Frankly, I've never given cauliflower a lot of thought; I can take it or leave it. But you won't want to leave a smidgen of HSL's cauliflower dish ($11) behind. It's a plate of lightly browned cauliflower florets in a snappy General Tso's sauce and tossed with spicy Fresno chile slices and crunchy kohlrabi. Or, give the root vegetables ($16) a try: veggies "from the ash" of the kitchen's plancha with ancient grains, golden raisins, harissa and kale.

In addition to cocktails, sake and beer, the wine selection that Ryan Wenger assembled is especially appealing. With a list that ranges from Gruet Brut (New Mexico) and Ribolla Gialla (Slovenia) to Clos La Coutale (Cahors, France), Innocent Bystander Moscato (Australia) and a number of domestic jewels from Sonoma, Willamette, Mendocino, Napa and the like, this is not your standard cookie-cutter wine list. We enjoyed a very versatile Picpoul Chapelle du Bastion from France ($10 per glass; $45 per bottle) alongside a large bowl of steamed clams ($21) with thick slices of rustic homemade bread smeared with brandade—an emulsion of olive oil and salt cod—in a divine natural broth with torn fresh herbs, such as dill and basil.

I can never pass up an order of beef tartare, and I'm sure glad I didn't do so at HSL. It's ultra high-quality dry aged beef, minced and served raw atop housemade lavosh with capers, egg yolk, torn herbs and cornichons ($15)—a generous, sharable dish. And while we're on the topic of beef, there's a magnificent new burger in town. When I think of mega-tender beef, I'm thinking of beef cheeks. And, that's exactly what HSL's beef cheek burger ($15) is made with. Slices of home-baked brioche buns envelop 7 ounces of medium-rare ground beef cheek topped with American cheese (also housemade) and caramelized onions, with duck-fat-cooked fingerling potatoes on the side. This is a burger to be reckoned with.

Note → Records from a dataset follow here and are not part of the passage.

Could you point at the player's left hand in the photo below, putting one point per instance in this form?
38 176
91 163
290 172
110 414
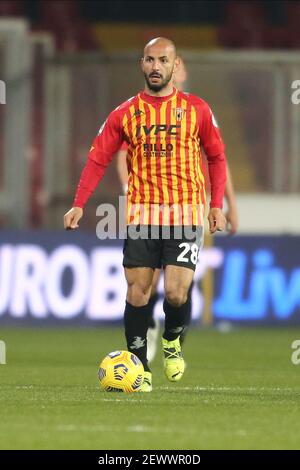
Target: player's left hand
216 219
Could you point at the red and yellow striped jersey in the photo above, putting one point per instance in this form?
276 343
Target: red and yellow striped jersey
164 137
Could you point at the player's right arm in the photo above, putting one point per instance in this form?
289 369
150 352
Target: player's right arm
104 146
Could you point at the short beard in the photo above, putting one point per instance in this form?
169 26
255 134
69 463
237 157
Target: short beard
158 87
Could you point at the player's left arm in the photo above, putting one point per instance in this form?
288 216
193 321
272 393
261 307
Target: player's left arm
210 138
232 213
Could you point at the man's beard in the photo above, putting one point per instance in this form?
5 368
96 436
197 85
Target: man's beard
158 86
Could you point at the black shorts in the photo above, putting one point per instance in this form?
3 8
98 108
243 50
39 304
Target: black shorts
150 246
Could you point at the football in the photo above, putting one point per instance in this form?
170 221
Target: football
121 371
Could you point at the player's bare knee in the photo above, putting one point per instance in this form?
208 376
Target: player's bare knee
138 295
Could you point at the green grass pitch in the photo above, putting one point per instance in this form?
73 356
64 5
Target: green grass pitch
240 391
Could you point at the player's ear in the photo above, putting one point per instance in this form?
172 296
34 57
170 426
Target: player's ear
142 63
177 63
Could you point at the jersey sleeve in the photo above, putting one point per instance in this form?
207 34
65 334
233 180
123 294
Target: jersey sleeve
104 146
209 132
108 140
211 140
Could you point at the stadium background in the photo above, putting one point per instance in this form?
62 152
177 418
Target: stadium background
63 66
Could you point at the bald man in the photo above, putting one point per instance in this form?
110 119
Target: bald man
164 129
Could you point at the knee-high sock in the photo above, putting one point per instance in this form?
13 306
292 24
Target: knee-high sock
187 314
136 320
152 301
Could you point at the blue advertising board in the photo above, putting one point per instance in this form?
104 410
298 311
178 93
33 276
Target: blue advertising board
73 278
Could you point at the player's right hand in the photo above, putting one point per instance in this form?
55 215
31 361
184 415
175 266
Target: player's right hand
72 217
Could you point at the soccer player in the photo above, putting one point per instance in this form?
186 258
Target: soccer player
179 78
165 129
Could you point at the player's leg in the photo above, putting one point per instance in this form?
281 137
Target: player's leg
178 281
153 329
187 315
180 256
136 316
141 257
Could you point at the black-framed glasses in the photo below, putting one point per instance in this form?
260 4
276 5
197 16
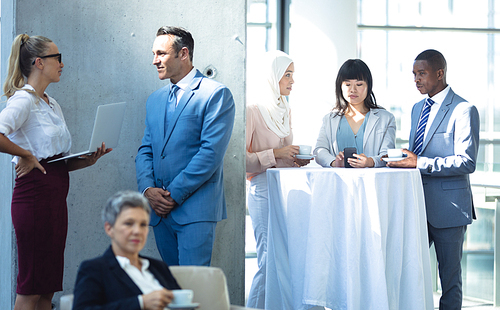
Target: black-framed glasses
59 57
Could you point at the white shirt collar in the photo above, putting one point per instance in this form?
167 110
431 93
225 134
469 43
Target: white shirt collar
184 83
125 262
439 97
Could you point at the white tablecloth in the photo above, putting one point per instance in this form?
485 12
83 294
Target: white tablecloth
347 239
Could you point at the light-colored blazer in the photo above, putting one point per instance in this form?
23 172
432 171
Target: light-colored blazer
188 159
380 134
448 156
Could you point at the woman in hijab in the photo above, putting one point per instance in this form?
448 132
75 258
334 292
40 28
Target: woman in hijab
269 145
356 121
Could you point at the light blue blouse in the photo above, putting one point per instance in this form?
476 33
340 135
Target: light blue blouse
347 138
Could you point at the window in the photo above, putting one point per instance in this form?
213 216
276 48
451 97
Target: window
391 33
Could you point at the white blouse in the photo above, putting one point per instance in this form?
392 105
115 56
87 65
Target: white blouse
35 125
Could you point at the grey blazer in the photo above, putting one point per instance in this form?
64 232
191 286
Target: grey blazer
448 157
380 134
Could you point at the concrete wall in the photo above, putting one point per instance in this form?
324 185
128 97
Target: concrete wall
106 47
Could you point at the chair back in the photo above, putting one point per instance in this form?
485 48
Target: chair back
66 302
208 284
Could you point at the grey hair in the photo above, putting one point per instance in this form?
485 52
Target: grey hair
121 201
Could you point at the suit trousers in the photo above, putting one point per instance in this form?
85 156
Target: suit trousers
189 244
448 243
259 213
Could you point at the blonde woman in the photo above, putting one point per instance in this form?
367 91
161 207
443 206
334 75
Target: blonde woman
33 130
269 145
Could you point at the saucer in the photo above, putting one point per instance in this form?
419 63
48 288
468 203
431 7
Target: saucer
184 307
305 156
387 159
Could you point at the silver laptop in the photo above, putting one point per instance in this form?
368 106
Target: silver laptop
107 127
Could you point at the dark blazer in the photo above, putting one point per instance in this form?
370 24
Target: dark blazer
102 283
449 154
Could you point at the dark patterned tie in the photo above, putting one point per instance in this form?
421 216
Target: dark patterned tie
419 138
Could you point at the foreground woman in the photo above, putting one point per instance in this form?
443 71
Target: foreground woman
121 278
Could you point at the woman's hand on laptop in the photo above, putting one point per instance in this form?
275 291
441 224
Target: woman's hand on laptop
87 160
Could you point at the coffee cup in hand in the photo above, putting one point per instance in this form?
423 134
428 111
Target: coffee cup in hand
395 153
304 150
182 297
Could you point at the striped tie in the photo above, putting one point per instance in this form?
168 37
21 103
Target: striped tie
419 138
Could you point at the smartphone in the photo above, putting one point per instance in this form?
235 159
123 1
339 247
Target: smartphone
348 151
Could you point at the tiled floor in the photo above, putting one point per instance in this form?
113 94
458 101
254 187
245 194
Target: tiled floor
251 269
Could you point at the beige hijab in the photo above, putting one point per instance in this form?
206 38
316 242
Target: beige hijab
272 105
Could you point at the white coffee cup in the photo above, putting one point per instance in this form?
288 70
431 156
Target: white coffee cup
304 150
395 153
182 297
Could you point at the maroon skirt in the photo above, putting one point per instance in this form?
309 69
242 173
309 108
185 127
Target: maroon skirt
40 217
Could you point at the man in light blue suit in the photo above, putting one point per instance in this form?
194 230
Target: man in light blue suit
445 155
179 164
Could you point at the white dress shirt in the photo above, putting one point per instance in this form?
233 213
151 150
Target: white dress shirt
143 278
438 100
34 125
184 84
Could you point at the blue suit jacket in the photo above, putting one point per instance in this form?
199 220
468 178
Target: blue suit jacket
448 157
188 159
101 283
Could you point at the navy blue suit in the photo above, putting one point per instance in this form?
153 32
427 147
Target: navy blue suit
103 284
448 156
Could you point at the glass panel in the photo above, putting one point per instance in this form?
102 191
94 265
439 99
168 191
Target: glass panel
256 11
425 13
496 158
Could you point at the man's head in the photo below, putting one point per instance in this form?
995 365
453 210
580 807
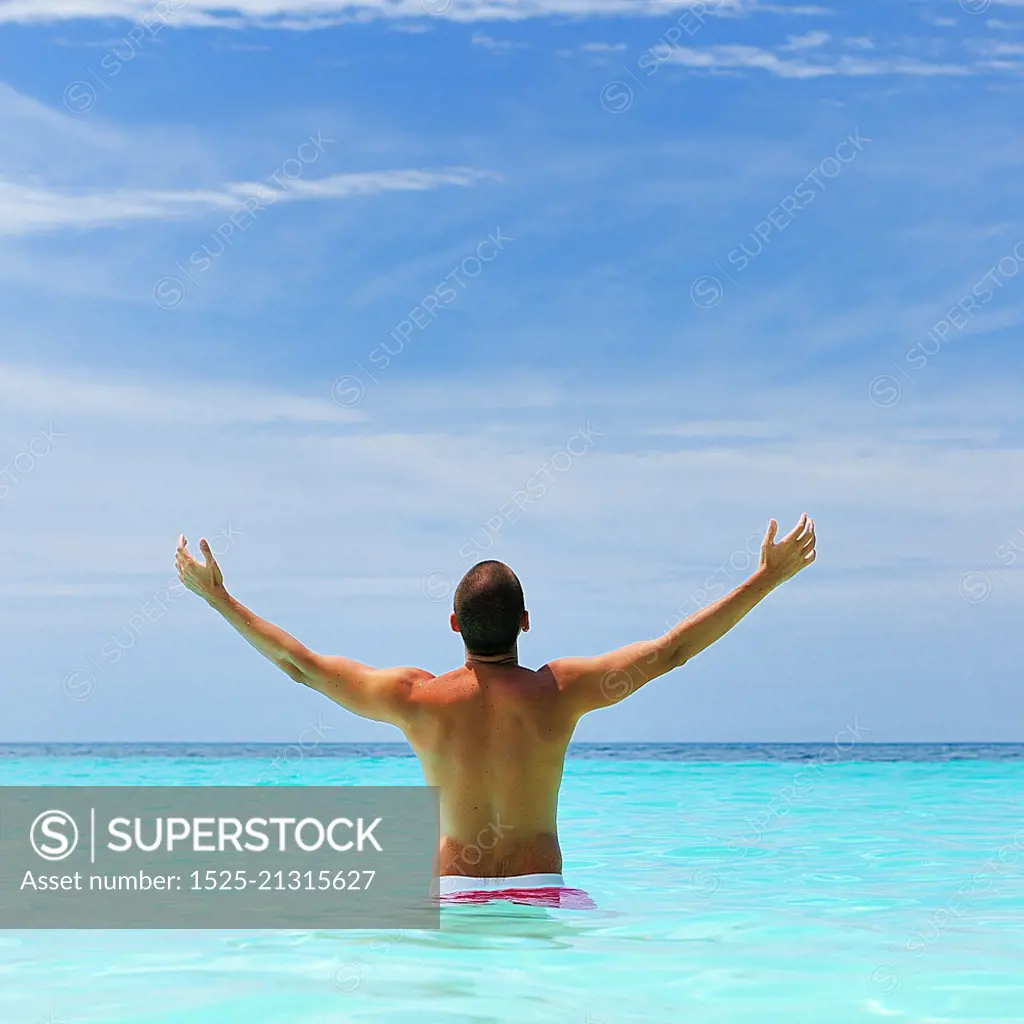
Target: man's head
488 609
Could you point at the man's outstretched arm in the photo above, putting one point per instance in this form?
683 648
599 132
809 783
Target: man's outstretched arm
588 683
382 694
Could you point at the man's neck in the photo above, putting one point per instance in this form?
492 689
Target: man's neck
509 657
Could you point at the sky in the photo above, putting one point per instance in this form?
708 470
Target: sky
367 291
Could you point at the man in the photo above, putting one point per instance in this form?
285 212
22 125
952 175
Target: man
493 734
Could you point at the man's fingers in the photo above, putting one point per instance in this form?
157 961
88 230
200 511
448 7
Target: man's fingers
796 529
207 553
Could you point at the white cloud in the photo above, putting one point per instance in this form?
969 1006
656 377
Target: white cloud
317 13
734 56
27 209
118 397
808 41
495 45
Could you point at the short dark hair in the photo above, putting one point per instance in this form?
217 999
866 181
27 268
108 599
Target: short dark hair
488 607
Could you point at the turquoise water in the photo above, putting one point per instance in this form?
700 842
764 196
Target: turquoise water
733 885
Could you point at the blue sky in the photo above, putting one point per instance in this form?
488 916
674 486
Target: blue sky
689 269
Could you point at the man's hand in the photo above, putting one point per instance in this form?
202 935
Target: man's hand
796 551
205 580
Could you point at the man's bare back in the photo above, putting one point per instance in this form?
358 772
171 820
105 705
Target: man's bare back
492 735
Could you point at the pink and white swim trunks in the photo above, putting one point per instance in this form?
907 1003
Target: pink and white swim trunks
526 890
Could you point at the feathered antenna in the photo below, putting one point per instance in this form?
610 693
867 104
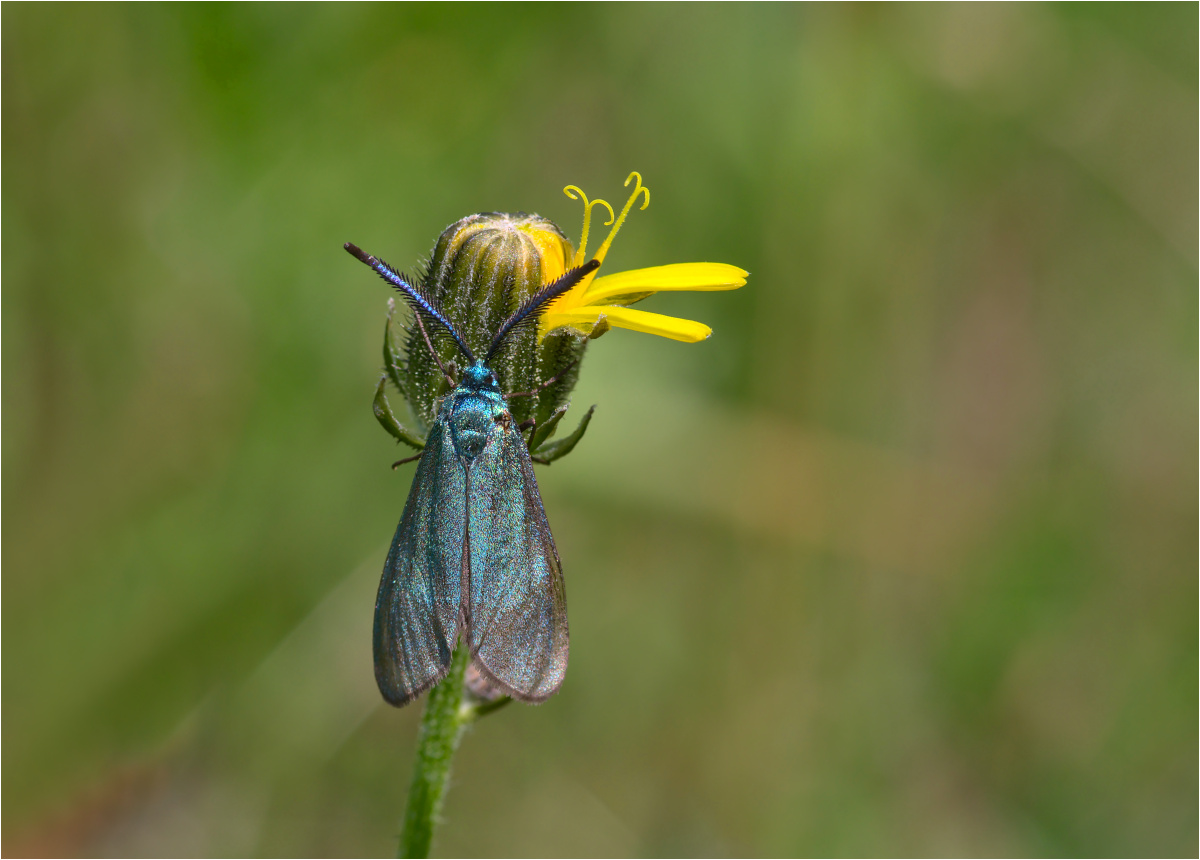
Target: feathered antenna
527 313
420 305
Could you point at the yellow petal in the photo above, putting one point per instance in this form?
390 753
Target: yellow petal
678 276
582 319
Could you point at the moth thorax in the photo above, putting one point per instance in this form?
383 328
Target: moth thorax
472 421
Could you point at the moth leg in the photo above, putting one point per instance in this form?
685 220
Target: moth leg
385 418
544 385
555 450
546 430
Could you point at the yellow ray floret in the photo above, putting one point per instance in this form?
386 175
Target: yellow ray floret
595 304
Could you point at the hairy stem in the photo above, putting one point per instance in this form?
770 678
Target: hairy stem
443 723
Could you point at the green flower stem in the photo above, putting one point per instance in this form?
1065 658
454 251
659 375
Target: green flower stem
449 710
442 727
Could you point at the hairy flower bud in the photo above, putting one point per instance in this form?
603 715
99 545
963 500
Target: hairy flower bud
480 270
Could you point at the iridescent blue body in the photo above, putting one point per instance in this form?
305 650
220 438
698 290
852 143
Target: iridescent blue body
473 560
473 557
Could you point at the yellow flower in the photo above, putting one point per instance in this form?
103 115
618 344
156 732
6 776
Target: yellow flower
598 302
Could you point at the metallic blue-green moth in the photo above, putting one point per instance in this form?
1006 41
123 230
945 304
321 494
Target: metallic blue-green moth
473 561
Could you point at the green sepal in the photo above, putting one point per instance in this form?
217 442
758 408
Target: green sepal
544 431
393 356
385 418
556 450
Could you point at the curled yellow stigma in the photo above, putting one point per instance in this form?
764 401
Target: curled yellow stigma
597 304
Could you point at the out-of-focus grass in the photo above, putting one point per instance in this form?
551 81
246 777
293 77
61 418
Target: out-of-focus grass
901 560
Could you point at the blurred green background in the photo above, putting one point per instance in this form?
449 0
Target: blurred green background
903 560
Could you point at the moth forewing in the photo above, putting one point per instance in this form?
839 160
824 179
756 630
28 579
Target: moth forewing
418 606
516 601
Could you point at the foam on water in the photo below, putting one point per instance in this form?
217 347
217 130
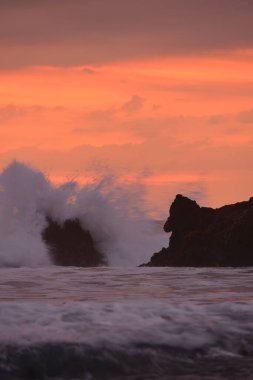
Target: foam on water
130 323
112 214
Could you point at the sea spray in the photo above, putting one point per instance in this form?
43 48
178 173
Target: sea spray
111 212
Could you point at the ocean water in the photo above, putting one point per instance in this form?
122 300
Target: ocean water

Since Chef Handly and his crew are committed to using the freshest ingredients, the menu at HSL changes virtually daily. Some items are relatively permanent, others not. For example, on one visit, barramundi was on the menu, served with radishes, sugar snap peas, asparagus and orange oil ($28). On another visit, it was gone. I'm pretty sure, however, the bodacious beef cheek burger isn't going anywhere.

And absolutely leave room for dessert because creations like Chef Nolin's Solstice Ecuador Chocolate Cremeux ($10) on brioche with brown butter caramel, buttermilk and parsnip ice cream are simply spectacular.

What does HSL stand for to me? Heavenly, sensational and luscious.